Structural characterization of a G-rich region within EGFR promoter

R. Rigo1, A. Kotar2, J. Plavec2, C. Sissi1

1Pharmaceutical and Pharmacological Sciences Dept., Università degli studi di Padova,Via Marzolo 5, 35131 Padova, Italy

2Slovenian NMR centre, National Institute of Chemistry, Hajdrihova 19, 1001 Ljubljana, Slovenia

riccardo.rigo@ceitec.muni.cz

G-quadruplexes (G4) are nucleic acid secondary structures formed by planar arrays of four guanines (G-quartets), held together through Hoogsteen hydrogen bonds, stacking one on each other to generate a non-canonical tetra-helix. Many studies reported their involvement in several cellular processes, such as gene expression, DNA replication and telomere maintenance. G-rich sequences are enriched in promoter regions of oncogenes and at these sites G-quadruplex formation has been implicated in modulation of gene transcription, suggesting potential for G4-based anticancer therapies [1].

Whereas it is quite easy to map the distribution of putative G-quadruplex forming sequences (PQS) by in silico analytical tools, the real folding properties of these sequences are currently poorly predictable due to the highly polymorphic behaviour of the G4 arrangements. Indeed, both the nucleic acid sequence and the environment greatly affect the structure, stability and folding kinetics of these elements. Thus, in order to assess any potential biological role for these non-canonical DNA structures, a detailed evaluation of the ability of these PQS to fold into stable G4 is required [2].

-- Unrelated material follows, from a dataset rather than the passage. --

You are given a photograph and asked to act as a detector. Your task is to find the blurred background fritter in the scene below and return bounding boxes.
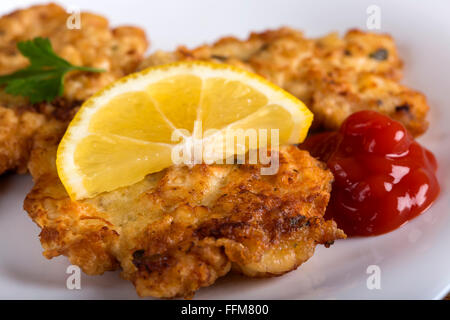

In this context, we considered EGFR (Epidermal Growth Factor Receptor) oncogene as a case-study. It encodes a receptor tyrosine kinase, which overexpression or mutations, that make it constitutively active, induce uncontrolled cell proliferation, survival, adhesion, migration and differentiation [3]. A bioinformatic search identified some G-rich regions within the EGFR promoter gene. Here we explore the conformational equilibria of one of them, a 30 residue long sequence located at 272 bp upstream the transcription start site (EGFR-272). By merging spectroscopic and electrophoretic analysis performed on the wild-type sequence as well as on a wide panel of related mutants, we were able to prove that in the presence of K+ ions this sequence folds into two main G-quadruplex structures, presenting  parallel and hybrid topology. They show comparable thermal stabilities and affinities for the metal ion and, indeed, they are always co-existing in solution. The folding process is driven by a hairpin occurring in the domain corresponding to the terminal loop which is an important stabilizing element for both the identified G-quadruplexes.

 

1. D. Rhodes, H. J. Lipps, Nucleic Acids Res., 43, (2015), 8627–8637.

2. R. Rigo, M. Palumbo, C. Sissi, Biochim. Biophys. Acta, 1816, (2017), 1399-1413.

3. J. R. Goffin, K. Zbuk, Clin. Ther., 35, (2013), 1282-1303.